President Thomas S. Monson announced plans for a temple to be built in Tucson during his opening remarks in the October 2012 Semiannual General Conference. The Tucson temple will be the sixth in the state, with temples currently operating in Mesa, Snowflake, the Gila Valley, Gilbert and Phoenix.
The plans call for a two-story, 34,000-square-foot temple and renderings show that, rather than a steeple, it will have a dome-shaped cupola, similar to that of the San Xavier Mission in south Tucson.
President Uchtdorf referred to the “beautiful vegetation” in the area and the saguaro and other cactus plants that have been transplanted to an on-site nursery during construction, but will become part of the landscaping around the temple. “Be ready to come and grow and be close to Heavenly Father,” he said, “and that starts by being grateful … everything we now do can and should be a symbol of gratitude.”

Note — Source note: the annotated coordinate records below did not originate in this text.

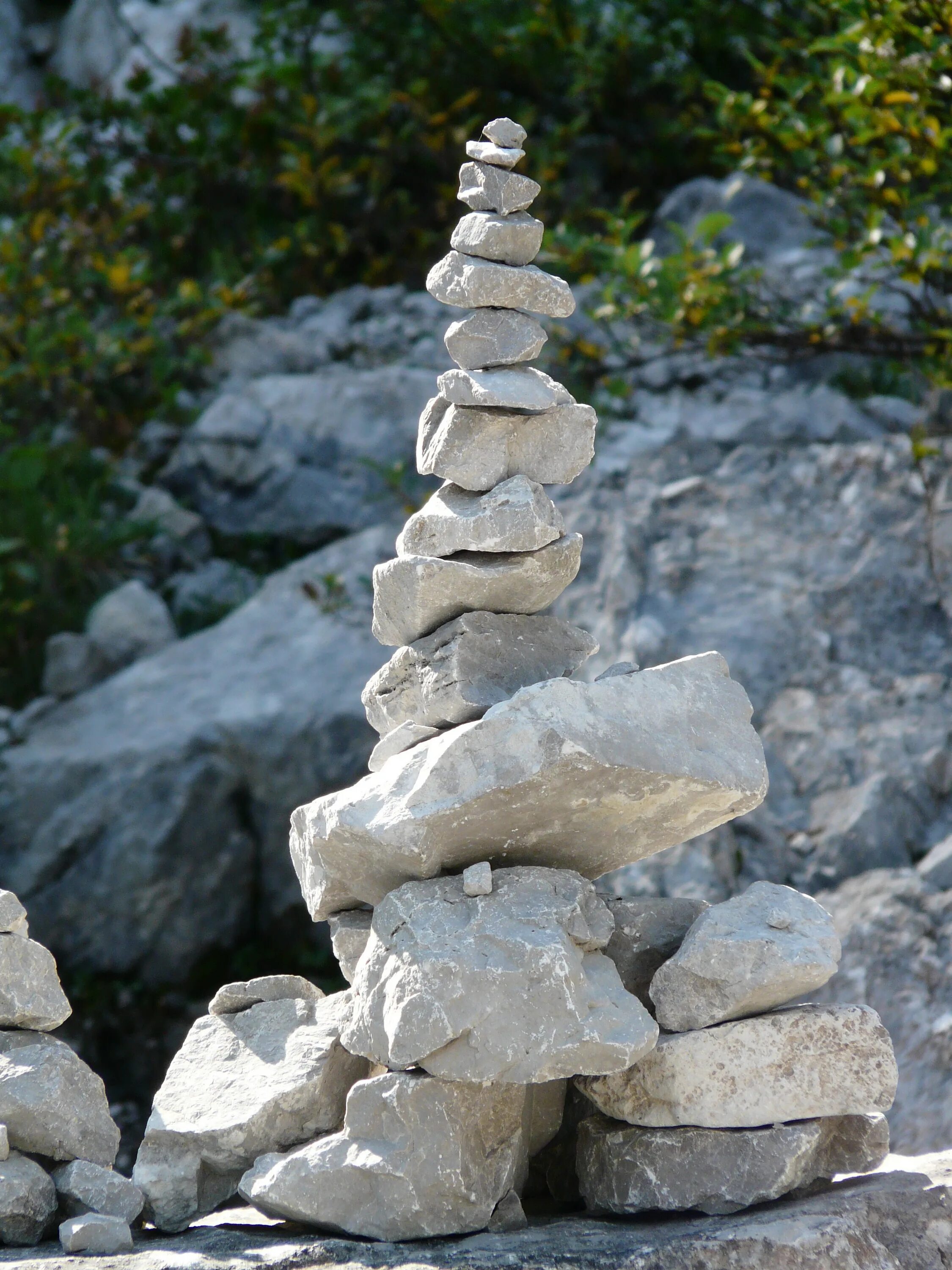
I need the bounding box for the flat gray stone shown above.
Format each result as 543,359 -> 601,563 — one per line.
447,212 -> 546,268
0,1031 -> 119,1166
576,1006 -> 897,1129
360,611 -> 597,737
291,655 -> 767,921
576,1115 -> 890,1213
341,867 -> 658,1085
372,533 -> 581,645
396,476 -> 565,556
0,932 -> 72,1031
426,250 -> 575,318
416,398 -> 598,490
650,881 -> 840,1031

He also counseled, with the breaking of ground for a new temple, “This is a time to break ground in our own hearts and souls as individuals, as families and as a community,” and to “rededicate ourselves” to being “temple ready when the day of dedication comes.”

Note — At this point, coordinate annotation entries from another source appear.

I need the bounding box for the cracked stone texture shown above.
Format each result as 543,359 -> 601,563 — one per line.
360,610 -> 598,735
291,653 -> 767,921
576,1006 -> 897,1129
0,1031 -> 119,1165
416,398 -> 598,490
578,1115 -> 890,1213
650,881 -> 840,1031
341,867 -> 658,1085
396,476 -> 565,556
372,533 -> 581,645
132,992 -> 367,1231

Also speaking at the groundbreaking ceremony, Elder Kent F. Richards, of the Second Quorum of the Seventy and Executive Director of the Temple Department.
“There is always a certain amount of sacrifice in building” the kingdom of God, Elder Richards said. “He always expects and requires that we give of ourselves. … What is our sacrifice?”

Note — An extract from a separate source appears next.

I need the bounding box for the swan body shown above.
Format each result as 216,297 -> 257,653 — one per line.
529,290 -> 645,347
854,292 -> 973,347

Elder Richards continued, “Tucson will no longer be a place where people go from to attend the temple. Begin now to build your own temple of faith and devotion.”
He also suggested that the members in that area begin working to find names to take to the temple, “So you will be able to fill it and keep it busy.”
Lynn G. Robbins, of the Presidency of the Seventy, said, while Latter-day Saints in the Tucson area have looked to the groundbreaking with eager anticipation, the neighbors may not be so enthusiastic. “Several are worried, skeptical and suspicious,” he said, adding Church members can help change those perceptions from negative to positive and even to awe.
“I testify that temples are the house of the Lord,” Elder Robbins said. “This is a special time for us to prepare for its consecration and dedication.”
Gary Rasmussen, chairman of the groundbreaking committee and a member of the Tucson Stake, also spoke as part of the ceremony, saying, “The groundbreaking is a symbolic event, a type. It’s an opportunity to evaluate the soil in our own lives and hearts … and to take some of the stones out and cast them away, to knock down the hills of pride…” and to otherwise prepare to be called a Zion people.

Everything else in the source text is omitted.